Os serviços da Guarda Costeira turca mobilizaram embarcações no lugar do naufrágio.

Segundo a imprensa turca, 78 pessoas se encontravam a bordo do navio de guerra russo, que colidiu com um barco de transporte de gado diante da cidade costeira de Kilyos, na entrada do Estreito de Bósforo.

O canal turco NTV reportou que o navio transportava gado e sofreu apenas pequenos danos, e acrescentou que poderá retomar sua viagem depois de uma inspeção.

A agência de notícias turca Dogan indicou que, no momento da colisão, a zona onde ocorreu o acidente estava tomada por uma espessa neblina, e por isso o ocorrido teria sido acidental.

No momento, não se sabe qual era a rota marítima do navio russo, especializado na coleta de informações.

O "Liman" é um navio de investigação científica que entrou em serviço em 1970 e foi acondicionado por Moscou como navio espião para recolher informações.

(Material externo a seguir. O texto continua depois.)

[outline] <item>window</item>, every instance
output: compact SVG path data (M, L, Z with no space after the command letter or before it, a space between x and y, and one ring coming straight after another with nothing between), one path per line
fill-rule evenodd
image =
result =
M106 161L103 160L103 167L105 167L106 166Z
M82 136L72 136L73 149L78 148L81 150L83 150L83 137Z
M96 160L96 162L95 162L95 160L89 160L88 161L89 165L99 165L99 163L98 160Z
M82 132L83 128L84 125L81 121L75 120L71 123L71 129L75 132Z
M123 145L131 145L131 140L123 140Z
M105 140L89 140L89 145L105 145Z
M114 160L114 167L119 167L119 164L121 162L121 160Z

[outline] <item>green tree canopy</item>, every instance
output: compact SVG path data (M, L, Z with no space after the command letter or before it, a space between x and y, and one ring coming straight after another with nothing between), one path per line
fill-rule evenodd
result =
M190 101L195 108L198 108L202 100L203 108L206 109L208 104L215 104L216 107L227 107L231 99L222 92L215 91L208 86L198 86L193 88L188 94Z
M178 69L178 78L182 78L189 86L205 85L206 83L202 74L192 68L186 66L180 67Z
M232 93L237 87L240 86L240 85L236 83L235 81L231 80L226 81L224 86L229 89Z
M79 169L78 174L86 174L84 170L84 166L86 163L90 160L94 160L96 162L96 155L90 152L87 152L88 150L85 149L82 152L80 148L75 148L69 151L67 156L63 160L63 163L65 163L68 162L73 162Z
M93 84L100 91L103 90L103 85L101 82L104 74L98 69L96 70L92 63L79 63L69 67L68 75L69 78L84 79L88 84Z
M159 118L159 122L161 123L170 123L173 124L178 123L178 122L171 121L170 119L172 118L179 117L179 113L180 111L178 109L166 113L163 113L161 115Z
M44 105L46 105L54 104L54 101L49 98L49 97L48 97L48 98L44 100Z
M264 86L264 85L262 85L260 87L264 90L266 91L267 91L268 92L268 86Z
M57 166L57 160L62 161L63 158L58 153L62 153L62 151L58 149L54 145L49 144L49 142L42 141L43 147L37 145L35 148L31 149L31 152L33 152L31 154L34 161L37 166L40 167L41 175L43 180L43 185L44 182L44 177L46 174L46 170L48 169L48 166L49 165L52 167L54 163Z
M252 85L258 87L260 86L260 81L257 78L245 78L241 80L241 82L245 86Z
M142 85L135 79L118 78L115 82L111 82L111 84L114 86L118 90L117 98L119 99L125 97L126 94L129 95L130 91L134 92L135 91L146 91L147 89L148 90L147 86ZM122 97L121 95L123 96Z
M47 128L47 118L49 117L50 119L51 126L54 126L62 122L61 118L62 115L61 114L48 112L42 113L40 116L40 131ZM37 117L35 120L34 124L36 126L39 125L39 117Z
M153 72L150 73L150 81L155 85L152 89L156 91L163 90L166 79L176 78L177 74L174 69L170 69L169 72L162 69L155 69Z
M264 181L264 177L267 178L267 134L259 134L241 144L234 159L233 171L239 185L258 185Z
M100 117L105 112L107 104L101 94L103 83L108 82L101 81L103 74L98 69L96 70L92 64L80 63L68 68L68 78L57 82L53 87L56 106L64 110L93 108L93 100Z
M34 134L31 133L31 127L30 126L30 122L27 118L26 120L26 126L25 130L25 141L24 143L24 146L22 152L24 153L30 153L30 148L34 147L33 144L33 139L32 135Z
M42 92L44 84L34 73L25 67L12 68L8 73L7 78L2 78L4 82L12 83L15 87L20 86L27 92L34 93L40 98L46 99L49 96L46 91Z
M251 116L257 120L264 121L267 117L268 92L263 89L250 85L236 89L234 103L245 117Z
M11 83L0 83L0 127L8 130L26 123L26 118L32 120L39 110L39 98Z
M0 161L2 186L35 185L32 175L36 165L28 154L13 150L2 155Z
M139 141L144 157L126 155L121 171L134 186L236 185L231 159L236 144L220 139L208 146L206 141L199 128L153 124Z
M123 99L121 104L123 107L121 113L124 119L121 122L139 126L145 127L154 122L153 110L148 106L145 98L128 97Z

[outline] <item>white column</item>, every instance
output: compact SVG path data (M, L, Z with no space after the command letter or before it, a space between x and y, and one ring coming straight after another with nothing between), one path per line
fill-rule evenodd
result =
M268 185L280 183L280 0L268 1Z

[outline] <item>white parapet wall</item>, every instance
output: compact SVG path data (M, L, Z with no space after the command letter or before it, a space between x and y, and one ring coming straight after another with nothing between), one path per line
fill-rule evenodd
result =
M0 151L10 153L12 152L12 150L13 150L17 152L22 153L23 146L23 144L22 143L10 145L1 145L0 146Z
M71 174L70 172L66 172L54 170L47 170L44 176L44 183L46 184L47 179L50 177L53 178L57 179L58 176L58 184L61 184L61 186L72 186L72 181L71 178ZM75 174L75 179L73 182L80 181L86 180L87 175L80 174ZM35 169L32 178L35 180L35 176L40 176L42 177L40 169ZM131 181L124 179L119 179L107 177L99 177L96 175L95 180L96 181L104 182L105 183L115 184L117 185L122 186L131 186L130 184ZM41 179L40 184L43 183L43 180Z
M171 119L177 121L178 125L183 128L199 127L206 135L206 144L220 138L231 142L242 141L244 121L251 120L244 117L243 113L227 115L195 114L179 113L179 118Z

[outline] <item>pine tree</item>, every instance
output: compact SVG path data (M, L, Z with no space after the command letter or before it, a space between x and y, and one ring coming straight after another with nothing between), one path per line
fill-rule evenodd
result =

Em fevereiro, fontes militares indicaram à imprensa russa que o navio observaria os exercícios da Otan no Mar Negro.

Dezenas de navios militares russos passam todos os anos pelo Estreito de Bósforo, via de conexão entre o Mar Negro e o Mediterrâneo.

Este tráfego provoca a curiosidade de muitos habitantes de Istambul. Estas idas e vindas de barcos russos estão destinadas a abastecer as forças russas que apoiam na Síria o regime de Bashar al-Assad.

As relações entre Rússia e Turquia, que apoia a oposição síria, melhoraram nos últimos meses, após fortes tensões depois que as forças turcas derrubaram um avião russo perto da fronteira da Síria, no fim de 2015.

A Convenção de Montreux, assinada em 1936, autoriza a livre circulação através do Bósforo e de Dardanelos para navios de todos os países, salvo aqueles que se encontrem em guerra com a Turquia.